Docker Container: The tool can be executed within a container environment. Modifications can be made in the containerapp directory's config.ts. The output file will be situated in the designated data directory.

API Usage: GPT Crawler can be launched as an API server using Express JS. Run the server with:

npm run start:server

The server listens on port 3000 by default, and you can interact with it through POST requests to the /crawl endpoint.

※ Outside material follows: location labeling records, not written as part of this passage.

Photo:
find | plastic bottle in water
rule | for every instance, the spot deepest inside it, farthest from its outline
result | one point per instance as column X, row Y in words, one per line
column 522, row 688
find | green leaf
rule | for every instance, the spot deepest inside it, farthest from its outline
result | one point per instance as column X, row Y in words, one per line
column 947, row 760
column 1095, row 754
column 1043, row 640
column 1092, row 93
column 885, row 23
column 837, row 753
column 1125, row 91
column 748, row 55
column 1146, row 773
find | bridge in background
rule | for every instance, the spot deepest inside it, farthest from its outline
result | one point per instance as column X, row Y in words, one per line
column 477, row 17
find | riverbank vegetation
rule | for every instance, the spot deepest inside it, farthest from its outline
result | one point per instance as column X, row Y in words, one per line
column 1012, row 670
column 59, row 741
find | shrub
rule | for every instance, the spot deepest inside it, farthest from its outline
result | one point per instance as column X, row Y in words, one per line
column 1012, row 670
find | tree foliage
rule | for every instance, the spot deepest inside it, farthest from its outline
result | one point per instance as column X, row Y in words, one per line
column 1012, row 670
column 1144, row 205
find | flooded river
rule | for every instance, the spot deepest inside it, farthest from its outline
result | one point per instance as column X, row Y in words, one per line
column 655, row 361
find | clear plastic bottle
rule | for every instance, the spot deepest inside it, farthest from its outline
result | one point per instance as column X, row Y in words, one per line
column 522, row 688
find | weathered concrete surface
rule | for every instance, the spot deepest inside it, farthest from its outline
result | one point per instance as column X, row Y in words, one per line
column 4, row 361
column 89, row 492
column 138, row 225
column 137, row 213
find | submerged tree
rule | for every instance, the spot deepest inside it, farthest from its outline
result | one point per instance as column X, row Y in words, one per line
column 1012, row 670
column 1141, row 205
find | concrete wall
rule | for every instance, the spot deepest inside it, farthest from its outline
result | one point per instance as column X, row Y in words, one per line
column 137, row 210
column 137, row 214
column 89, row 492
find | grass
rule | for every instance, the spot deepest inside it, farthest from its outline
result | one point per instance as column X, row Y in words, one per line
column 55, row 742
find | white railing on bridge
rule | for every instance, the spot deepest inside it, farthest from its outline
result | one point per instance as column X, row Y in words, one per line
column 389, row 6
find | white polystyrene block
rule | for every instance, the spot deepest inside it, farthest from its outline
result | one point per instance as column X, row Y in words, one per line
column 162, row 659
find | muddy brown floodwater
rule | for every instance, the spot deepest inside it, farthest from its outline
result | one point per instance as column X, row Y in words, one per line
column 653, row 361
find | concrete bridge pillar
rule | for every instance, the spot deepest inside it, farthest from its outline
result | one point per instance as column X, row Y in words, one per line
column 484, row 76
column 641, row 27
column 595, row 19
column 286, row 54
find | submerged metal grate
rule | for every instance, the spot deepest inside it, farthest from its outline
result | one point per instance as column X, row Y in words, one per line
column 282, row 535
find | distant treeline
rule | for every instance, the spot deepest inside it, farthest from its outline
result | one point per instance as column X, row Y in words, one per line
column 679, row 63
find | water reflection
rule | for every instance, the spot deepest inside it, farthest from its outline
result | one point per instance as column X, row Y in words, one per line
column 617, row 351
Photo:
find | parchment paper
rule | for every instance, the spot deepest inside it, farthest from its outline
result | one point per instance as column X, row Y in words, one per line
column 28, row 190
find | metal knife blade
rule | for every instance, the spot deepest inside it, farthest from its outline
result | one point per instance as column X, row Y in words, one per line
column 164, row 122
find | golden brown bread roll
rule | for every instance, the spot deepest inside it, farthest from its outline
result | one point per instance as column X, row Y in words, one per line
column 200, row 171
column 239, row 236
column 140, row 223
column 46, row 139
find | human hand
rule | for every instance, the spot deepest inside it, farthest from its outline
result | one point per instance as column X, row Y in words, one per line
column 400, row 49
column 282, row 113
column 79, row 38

Uploading Your Data to OpenAI

Upon successful crawling, a file named output.json is generated. This file can be uploaded to OpenAI to construct custom GPTs or assistants.

Creating a Custom GPT

For those looking to offer a user interface for their generated knowledge, creating a custom GPT via OpenAI's platform is an ideal solution. After navigating to OpenAI Chat, you can create a GPT and upload the necessary files.

If the file size exceeds limits, consider splitting the file or reducing its size via configurations in config.ts.

Creating a Custom Assistant

To enable API access to the generated knowledge for product integration, you can create a custom assistant by uploading your file through the OpenAI Assistant platform.

Contributing

Contributions are welcomed to enhance the functionality of GPT Crawler. If you have suggestions or improvements, consider submitting a pull request for review.

By following this guide, users can effectively utilize GPT Crawler to amalgamate and generate comprehensive knowledge files for custom GPT creation, enhancing both learning and application across various digital platforms.